Saturday, August 31, 2013

The Mini Miyazaki Buffet at Triple Three


Here's some looks from the Mini Miyazaki Buffet held at Triple Three (Level 5, Mandarin Orchard Singapore, 333 Orchard Road, tel : +65 6831 6271). The highlight of the buffet was the availability of A4 graded wagyu from the Miyazaki prefecture. Yes, good quality wagyu on buffet that is prepared slow roasted, aburi-ed a la minute on sushi, shabu-ed or teppanyaki. The teppanyaki station which generally had the longest queue was our favourite. My guess is that most of the people must have found it to be the best treatment of all the options that they had for the meat.

Personally, I felt that there was definitely room for improvement in the skill and care that was required to deal with such a delicate premium cut of meat. But I'm not complaining. What they're charging for the buffet was a steal.
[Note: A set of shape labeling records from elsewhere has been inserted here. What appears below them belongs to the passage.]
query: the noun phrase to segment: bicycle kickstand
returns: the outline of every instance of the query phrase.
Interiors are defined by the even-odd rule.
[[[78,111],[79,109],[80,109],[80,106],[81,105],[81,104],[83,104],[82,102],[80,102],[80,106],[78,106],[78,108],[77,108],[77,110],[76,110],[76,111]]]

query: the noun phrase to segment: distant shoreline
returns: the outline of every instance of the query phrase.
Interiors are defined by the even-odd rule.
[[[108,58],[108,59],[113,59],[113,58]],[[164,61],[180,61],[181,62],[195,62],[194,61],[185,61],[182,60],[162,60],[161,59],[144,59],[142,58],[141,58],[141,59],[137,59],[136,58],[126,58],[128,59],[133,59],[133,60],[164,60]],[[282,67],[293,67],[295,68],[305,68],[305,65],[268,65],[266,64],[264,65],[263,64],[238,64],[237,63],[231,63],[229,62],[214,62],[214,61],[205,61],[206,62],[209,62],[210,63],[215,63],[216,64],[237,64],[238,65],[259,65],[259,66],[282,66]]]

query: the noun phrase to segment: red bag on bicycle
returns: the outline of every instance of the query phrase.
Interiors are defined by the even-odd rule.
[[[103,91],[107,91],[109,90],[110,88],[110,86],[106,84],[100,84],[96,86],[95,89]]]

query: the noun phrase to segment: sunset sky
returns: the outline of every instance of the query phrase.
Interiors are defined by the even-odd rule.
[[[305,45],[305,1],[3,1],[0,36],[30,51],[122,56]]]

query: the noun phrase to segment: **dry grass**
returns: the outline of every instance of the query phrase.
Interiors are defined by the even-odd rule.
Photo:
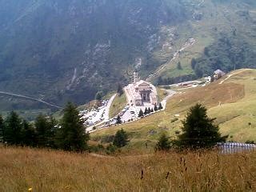
[[[0,157],[0,191],[256,190],[255,153],[100,158],[2,147]]]

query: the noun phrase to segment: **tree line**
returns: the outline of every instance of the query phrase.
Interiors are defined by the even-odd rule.
[[[0,139],[6,145],[82,151],[88,147],[89,134],[76,106],[67,103],[60,121],[39,114],[34,123],[12,111],[0,115]]]

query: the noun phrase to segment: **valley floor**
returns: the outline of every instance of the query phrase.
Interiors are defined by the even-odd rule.
[[[0,191],[255,191],[255,152],[106,157],[0,146]]]

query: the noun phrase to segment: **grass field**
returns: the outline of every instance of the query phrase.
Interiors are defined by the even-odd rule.
[[[165,111],[137,122],[98,130],[91,134],[91,139],[102,142],[102,138],[114,135],[122,128],[130,139],[126,148],[145,149],[147,143],[147,150],[153,150],[162,133],[166,132],[175,139],[189,108],[201,102],[207,107],[208,114],[216,118],[215,122],[219,125],[222,134],[230,135],[228,140],[255,141],[256,80],[253,80],[255,77],[256,70],[250,70],[230,77],[221,85],[222,79],[205,87],[183,90],[168,101]],[[179,117],[175,118],[175,114]]]
[[[0,146],[0,191],[256,190],[253,152],[94,157]]]

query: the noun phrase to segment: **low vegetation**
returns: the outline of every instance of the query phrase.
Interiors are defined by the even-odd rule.
[[[122,157],[0,147],[0,191],[255,191],[256,154]]]

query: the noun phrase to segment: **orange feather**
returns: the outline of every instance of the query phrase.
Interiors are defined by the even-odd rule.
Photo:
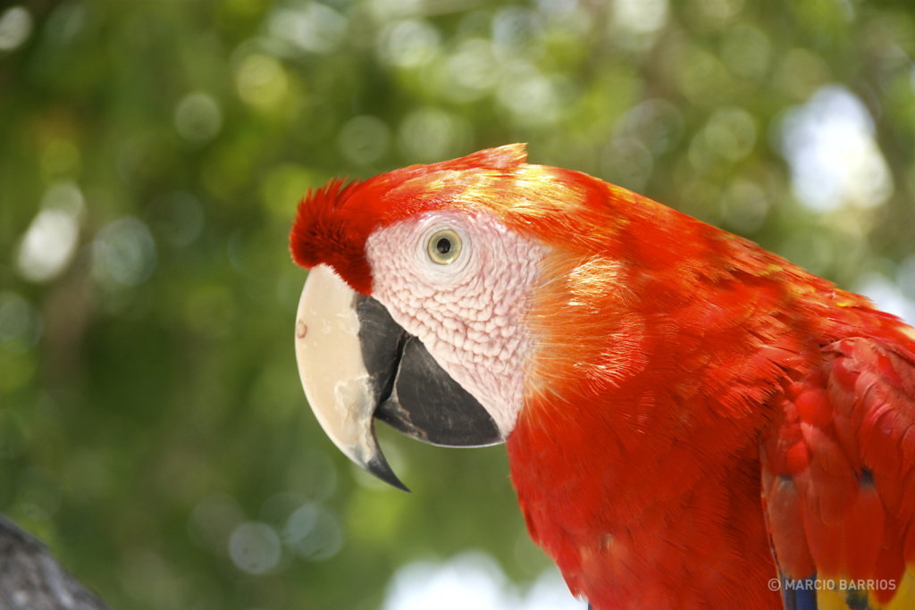
[[[508,452],[532,537],[595,608],[778,608],[770,579],[814,573],[865,583],[821,607],[915,607],[915,330],[746,240],[524,159],[515,144],[332,184],[299,206],[294,256],[371,293],[368,235],[444,208],[549,246]]]

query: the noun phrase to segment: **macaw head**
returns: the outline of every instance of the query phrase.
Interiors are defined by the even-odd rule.
[[[332,181],[299,204],[290,247],[311,270],[296,318],[302,383],[338,447],[392,485],[404,488],[374,419],[436,444],[493,444],[531,392],[638,366],[619,281],[632,219],[608,202],[669,210],[525,158],[523,144],[483,150]]]

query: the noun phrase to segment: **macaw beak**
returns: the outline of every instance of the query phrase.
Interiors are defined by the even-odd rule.
[[[324,264],[311,270],[302,289],[296,359],[325,433],[353,462],[404,491],[378,445],[375,419],[432,444],[476,447],[504,440],[489,412],[418,338]]]

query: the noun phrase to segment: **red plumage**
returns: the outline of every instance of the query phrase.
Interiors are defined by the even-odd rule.
[[[770,579],[814,572],[892,580],[871,602],[909,604],[915,330],[746,240],[523,161],[503,146],[332,183],[300,204],[294,256],[371,293],[368,236],[445,208],[549,247],[508,451],[532,537],[596,608],[780,607]]]

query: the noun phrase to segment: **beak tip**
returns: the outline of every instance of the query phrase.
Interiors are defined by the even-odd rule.
[[[391,469],[383,454],[379,452],[372,455],[371,459],[365,464],[365,469],[391,487],[410,493],[410,488],[404,485],[404,482]]]

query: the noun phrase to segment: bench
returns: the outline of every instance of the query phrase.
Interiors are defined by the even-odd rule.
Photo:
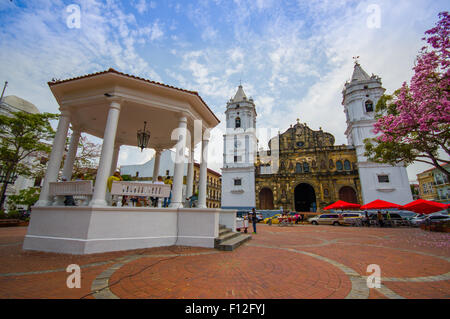
[[[56,205],[64,205],[64,196],[73,196],[80,206],[87,206],[94,193],[91,180],[51,182],[49,188],[50,196],[56,197]]]
[[[170,185],[114,181],[111,186],[111,195],[165,198],[170,196]]]

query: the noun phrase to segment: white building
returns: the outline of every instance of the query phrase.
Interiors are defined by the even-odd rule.
[[[156,156],[144,164],[122,165],[120,166],[121,175],[130,175],[131,177],[153,177],[153,168],[155,166]],[[164,150],[161,152],[158,176],[163,178],[173,176],[175,167],[175,152],[172,150]],[[183,176],[187,175],[187,163],[184,165]]]
[[[222,208],[248,210],[256,204],[256,110],[253,99],[247,99],[242,85],[227,103],[225,114]]]
[[[376,136],[373,133],[375,106],[385,92],[381,85],[380,77],[369,76],[359,63],[355,64],[352,79],[342,91],[347,117],[345,135],[348,144],[356,148],[364,203],[382,199],[402,205],[413,200],[404,165],[373,163],[364,156],[364,140]]]

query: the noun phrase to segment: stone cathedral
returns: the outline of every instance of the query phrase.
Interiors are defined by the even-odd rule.
[[[297,119],[270,140],[268,151],[258,152],[255,104],[239,86],[225,112],[222,208],[315,212],[339,199],[359,204],[412,201],[403,165],[364,157],[364,139],[374,137],[375,105],[384,91],[381,79],[356,62],[342,91],[348,145],[335,145],[332,134]]]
Those aburi wagyu sushi could have benefited with a bit more char and certainly some salt. 


That's a new platter of that thinly sliced wagyu for the shabu station. Each portion of the meat is painstakingly prepared with accompanying vegetables by the attending station chef that portions each handout to the queue. 
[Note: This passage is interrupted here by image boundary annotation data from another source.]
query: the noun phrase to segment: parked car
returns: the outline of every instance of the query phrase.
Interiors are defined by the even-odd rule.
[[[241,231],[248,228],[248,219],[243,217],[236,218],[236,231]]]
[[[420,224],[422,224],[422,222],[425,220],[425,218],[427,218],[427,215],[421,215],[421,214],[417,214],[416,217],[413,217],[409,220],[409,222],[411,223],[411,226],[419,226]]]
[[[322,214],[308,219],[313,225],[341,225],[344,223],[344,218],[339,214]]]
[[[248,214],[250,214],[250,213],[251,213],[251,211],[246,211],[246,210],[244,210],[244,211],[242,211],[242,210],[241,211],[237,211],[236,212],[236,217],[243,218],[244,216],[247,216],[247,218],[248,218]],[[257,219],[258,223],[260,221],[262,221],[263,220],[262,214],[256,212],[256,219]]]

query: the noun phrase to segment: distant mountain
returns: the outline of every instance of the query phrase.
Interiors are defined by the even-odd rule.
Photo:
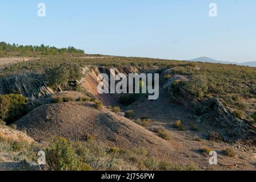
[[[243,65],[243,66],[249,66],[256,67],[256,61],[251,61],[251,62],[245,62],[242,63],[238,63],[232,61],[219,61],[216,60],[215,59],[208,57],[200,57],[196,59],[189,60],[188,61],[199,61],[203,63],[221,63],[221,64],[237,64],[238,65]]]

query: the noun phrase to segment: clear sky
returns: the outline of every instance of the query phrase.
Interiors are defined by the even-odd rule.
[[[45,3],[46,17],[37,15]],[[218,5],[210,17],[209,4]],[[0,41],[90,53],[256,61],[255,0],[9,0]]]

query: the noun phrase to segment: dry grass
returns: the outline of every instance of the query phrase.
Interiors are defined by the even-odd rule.
[[[226,150],[223,151],[223,154],[225,156],[230,158],[234,158],[237,155],[235,151],[231,148],[226,148]]]
[[[169,131],[163,127],[154,127],[150,129],[150,130],[158,134],[158,136],[166,140],[171,140],[171,136]]]
[[[173,124],[173,126],[180,130],[180,131],[185,131],[186,129],[185,128],[184,126],[182,125],[182,122],[181,120],[177,120]]]
[[[209,153],[212,151],[212,150],[207,146],[204,146],[202,149],[201,149],[201,152],[203,154],[206,154],[206,155],[209,155]]]

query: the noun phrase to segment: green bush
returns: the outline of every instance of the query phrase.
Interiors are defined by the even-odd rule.
[[[65,138],[55,139],[46,151],[46,163],[51,171],[91,170],[87,164],[81,162],[71,144]]]
[[[121,111],[121,110],[120,109],[120,107],[118,106],[112,107],[111,110],[112,111],[113,111],[115,113],[119,113]]]
[[[54,96],[51,97],[51,102],[53,103],[62,103],[63,102],[63,98],[61,96]]]
[[[238,119],[241,119],[243,116],[243,112],[240,110],[235,110],[233,114],[234,117]]]
[[[53,88],[65,86],[69,82],[80,80],[82,77],[80,66],[74,63],[50,68],[46,70],[46,75],[49,85]]]
[[[82,88],[82,86],[81,85],[77,84],[74,88],[74,90],[77,92],[82,92],[83,91],[83,88]]]
[[[0,119],[0,126],[5,125],[6,123],[3,121],[3,120]]]
[[[21,94],[0,95],[0,119],[14,121],[29,110],[27,98]]]
[[[127,110],[125,112],[125,116],[129,118],[129,119],[133,119],[134,118],[134,111],[133,110]]]
[[[172,77],[171,75],[168,74],[168,75],[165,75],[165,78],[166,78],[166,80],[171,78],[171,77]]]
[[[86,135],[86,136],[85,136],[85,139],[86,141],[91,141],[93,140],[93,136],[91,136],[90,134],[87,134]]]
[[[256,113],[255,113],[254,114],[253,114],[251,115],[251,117],[253,118],[253,119],[254,119],[254,121],[256,122]]]
[[[74,97],[64,97],[63,98],[63,101],[64,102],[75,102],[75,99]]]
[[[8,117],[8,114],[11,107],[11,102],[4,96],[0,95],[0,119],[5,119]]]
[[[145,127],[148,127],[149,126],[149,125],[151,124],[151,123],[152,122],[151,119],[143,119],[141,120],[139,118],[138,118],[137,119],[136,119],[135,122],[137,124],[145,126]]]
As a result, one doesn't actually get it hot from the pot to the mouth or at a specific doneness as preferred. This was the lightest tasting option for the wagyu that literally dissolved in the mouth. And it was lighter than the tofu.


The honey baked ham station looked forlorn, so we gave it a little love. The ham was awesome. It's been a rather long while since I've had such good ham. The meat was warm and tender, fats were soft with the smoky saltiness in tandem with the sweet from the permeated honey. Very good stuff which looked to be under appreciated by the throngs of diners at the wagyu station.


The cuts of wagyu at the teppanyaki station were so well marbled with fats that it stopped hearts simply by being present.


This chef along with the one manning the shabu station had the heaviest work cut out for them since the queues never subsided unless the beef ran out.


This we agreed was the best treatment for the wagyu here. There was nothing but pepper and salt to flavor and aromatized the caramelized meat.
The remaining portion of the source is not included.